Al-Qaida is the top American target in the war, and the military's focus on its leaders has severely hurt bin Laden's ability to communicate both in Afghanistan and with terrorists overseas, U.S. intelligence officials say.

But thousands of al-Qaida fighters are still alive in Afghanistan, believed to be mixed in with Taliban fighters and willing to fight on. And a second rank of leaders is stepping in to take the place of top bin Laden lieutenant Mohammed Atef and others eliminated in the U.S. bombing.

"The question is, 'What's the depth of their bench?' and that we don't know," said Daniel Benjamin, a former National Security Council staffer and terrorism expert now with the Center for Strategic and International Studies.

Moreover, al-Qaida terrorists outside Afghanistan may still be capable of proceeding with planned attacks, even if they're unable to communicate with leaders still inside Afghanistan, officials warn.

On Wednesday, the U.S. military continued to focus on targeting top leaders, after bombing on Tuesday damaged a compound near the southern stronghold of Kandahar believed used by senior Taliban or al-Qaida figures, the Pentagon said. It was unclear if any were killed, officials said.

"There will always be pockets that are going to fight to the death," said Rear Adm. John Stufflebeem. "But getting the leadership and breaking the chain of command is going to render much of that ineffective."

Between 4,000 and 5,000 foreign fighters with ties to bin Laden's al-Qaida network were believed to have been in Afghanistan when the United States began bombing on Oct. 7. In most cases, they blended in with Taliban from Afghanistan.

Several hundred of the al-Qaida rank-and-file have been killed during U.S. airstrikes and ground fighting, said one U.S. official, speaking on the condition of anonymity. In addition, the military has tallied the deaths of seven al-Qaida leaders and senior aides, said a defense official.

The most significant so far was Mohammed Atef, one of the top two advisers to bin Laden, who was killed in a CIA-assisted U.S. airstrike around Nov. 14. Atef was bin Laden's operational planner and believed to have supervised planning for several attacks, including the Sept. 11 attacks on the World Trade Center and Pentagon.

Two other bin Laden lieutenants, security chief Sayf al-Adl and aide Abd al Aziz al-Jamal, are believed to be taking over Atef's duties.

Two others considered in al-Qaida's "top 20" are believed dead after U.S. bombing in early November near Khowst, near the Afghan-Pakistan border, military and other officials said.

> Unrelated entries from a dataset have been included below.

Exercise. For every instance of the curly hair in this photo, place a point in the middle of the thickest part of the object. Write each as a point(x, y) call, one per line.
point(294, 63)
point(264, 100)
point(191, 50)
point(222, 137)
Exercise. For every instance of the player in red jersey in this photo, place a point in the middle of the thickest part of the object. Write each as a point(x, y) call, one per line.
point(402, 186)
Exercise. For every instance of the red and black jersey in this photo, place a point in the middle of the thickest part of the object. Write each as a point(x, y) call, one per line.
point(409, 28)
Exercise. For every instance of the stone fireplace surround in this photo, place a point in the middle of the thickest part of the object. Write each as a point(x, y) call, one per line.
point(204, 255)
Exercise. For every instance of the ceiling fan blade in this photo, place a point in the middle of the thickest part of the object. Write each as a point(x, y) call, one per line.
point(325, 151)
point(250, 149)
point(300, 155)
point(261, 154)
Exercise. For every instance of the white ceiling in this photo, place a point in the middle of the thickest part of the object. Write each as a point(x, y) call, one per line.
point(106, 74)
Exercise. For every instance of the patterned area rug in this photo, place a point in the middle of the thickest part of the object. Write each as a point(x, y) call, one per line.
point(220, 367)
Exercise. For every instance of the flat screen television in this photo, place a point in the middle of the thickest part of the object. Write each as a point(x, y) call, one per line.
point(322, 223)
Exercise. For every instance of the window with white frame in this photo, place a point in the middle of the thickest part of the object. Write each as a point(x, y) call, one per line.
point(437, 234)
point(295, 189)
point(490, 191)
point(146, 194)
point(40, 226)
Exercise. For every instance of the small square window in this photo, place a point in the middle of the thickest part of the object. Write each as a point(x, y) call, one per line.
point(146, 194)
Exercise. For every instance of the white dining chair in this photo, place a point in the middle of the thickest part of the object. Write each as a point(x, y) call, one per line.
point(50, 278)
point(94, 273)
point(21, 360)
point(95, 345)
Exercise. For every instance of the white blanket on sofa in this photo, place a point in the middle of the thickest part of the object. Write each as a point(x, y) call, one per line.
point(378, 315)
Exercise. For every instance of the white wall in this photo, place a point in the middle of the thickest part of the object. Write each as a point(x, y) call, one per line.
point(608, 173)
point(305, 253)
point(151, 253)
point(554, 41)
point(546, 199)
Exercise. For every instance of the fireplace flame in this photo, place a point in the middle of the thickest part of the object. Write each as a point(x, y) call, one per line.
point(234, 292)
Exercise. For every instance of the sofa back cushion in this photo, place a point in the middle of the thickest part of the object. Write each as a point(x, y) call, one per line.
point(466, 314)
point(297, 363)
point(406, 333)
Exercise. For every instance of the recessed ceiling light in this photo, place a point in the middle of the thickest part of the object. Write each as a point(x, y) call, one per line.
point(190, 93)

They were identified as Mohammed Salah and Tariq Anwar al-Sayyid Ahmad, both from Egypt.

The remaining thousands of al-Qaida fighters comprise many of the pockets of resistance in the countryside, with concentrations east of Kandahar and south of Kabul, U.S. officials said.

Others, captured in the fall on Kunduz, led the prison uprising at Mazar-e-Sharif that left a CIA officer dead, officials said. Al-Qaida fighters are driving Taliban who would otherwise be ready to surrender to continue to resist out of fear of al-Qaida reprisals.

The attacks on al-Qaida fighters and the northern alliance's battlefield success have made it increasingly difficult for al-Qaida leaders to communicate both within Afghanistan and with cells outside of the country, a U.S. official said. Orders aren't being relayed, money isn't being transferred and operational planning has been slowed.

Al-Qaida is known to use everything from satellite phones to couriers to send messages.

"Osama is not able to communicate in any meaningful way abroad," said Vince Cannistraro, a former CIA counterterrorism chief.